Maia Emilia Ninel Morgenstern (/ro/; born 1 May 1962) is a Romanian film and stage actress. Internationally, she is best known for portraying the Blessed Virgin Mary in Mel Gibson's The Passion of the Christ. In Romania, she has been nationally known since her role as Nela in the 1992 film Balanța, known in the United States as The Oak, set during the waning days of Communist Romania. She received a star on the Romanian Walk of Fame in Bucharest on 1 May 2011. In 2007, she was described by Florin Mitu of AMOS News as "a symbol of Romanian theater and film".

==Biography==
Born in Bucharest, Romania, to a Jewish family, she
attended the Zoia Kosmodemianskaia High School in her native city, and graduated from the Film and Theatre Academy of Bucharest in 1985. Her father was a Bessarabian Jew. She then played at Teatrul Tineretului (Youth Theatre) in Piatra Neamț until 1988, and at the Teatrul Evreiesc de Stat (State Jewish Theatre) in Bucharest 1988, 1989, and 1990. From 1990 to 1998 she was a member of the company of the National Theatre in Bucharest, and since 1998 of Teatrul Bulandra, also in Bucharest. She continues to act at the Jewish State Theatre, other Bucharest theatres and theatres elsewhere in Romania. Among her notable stage roles in recent years, is a Romanian-language production of The Blue Angel (Îngerul Albastru in Romanian) at Bucharest's Odeon Theatre. In 2001 - 2002 she played, to great critical acclaim, Lola Lola, the character made famous by Marlene Dietrich. At the same time, she also played the role of Kathleen Hogan in a Romanian-language production of Israel Horovitz's Park Your Car in Harvard Yard at the State Jewish Theatre.

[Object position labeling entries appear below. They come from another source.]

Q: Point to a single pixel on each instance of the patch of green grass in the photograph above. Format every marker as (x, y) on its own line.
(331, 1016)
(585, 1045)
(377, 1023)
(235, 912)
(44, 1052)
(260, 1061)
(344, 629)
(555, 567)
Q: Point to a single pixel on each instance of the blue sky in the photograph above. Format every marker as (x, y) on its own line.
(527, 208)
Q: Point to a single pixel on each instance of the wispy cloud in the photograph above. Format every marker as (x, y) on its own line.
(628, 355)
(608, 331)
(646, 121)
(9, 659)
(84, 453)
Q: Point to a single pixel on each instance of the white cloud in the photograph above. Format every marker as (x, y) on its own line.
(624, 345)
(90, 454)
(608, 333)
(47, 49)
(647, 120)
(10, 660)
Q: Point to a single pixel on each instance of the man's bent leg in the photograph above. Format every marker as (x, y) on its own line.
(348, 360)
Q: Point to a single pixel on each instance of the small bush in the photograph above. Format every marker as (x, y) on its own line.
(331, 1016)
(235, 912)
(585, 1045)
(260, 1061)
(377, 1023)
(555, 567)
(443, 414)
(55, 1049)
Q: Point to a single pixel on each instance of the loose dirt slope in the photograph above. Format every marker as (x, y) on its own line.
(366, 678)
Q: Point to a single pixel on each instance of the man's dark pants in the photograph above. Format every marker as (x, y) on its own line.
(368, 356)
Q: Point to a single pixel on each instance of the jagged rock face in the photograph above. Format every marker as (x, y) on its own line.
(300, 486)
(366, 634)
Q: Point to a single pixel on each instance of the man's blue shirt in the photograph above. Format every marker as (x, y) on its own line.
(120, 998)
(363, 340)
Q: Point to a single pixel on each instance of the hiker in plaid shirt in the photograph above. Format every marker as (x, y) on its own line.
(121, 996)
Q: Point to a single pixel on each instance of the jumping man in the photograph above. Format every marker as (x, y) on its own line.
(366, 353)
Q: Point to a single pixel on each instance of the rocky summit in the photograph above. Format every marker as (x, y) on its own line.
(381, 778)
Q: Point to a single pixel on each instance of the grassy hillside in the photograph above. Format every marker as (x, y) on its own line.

Morgenstern has appeared in numerous films, primarily in Romanian-language roles. In The Passion of the Christ, she performs a role in Aramaic, but like the other actors in the cast of that film, she simply memorized her lines phonetically. She reported that she felt really proud to portray the Virgin Mary.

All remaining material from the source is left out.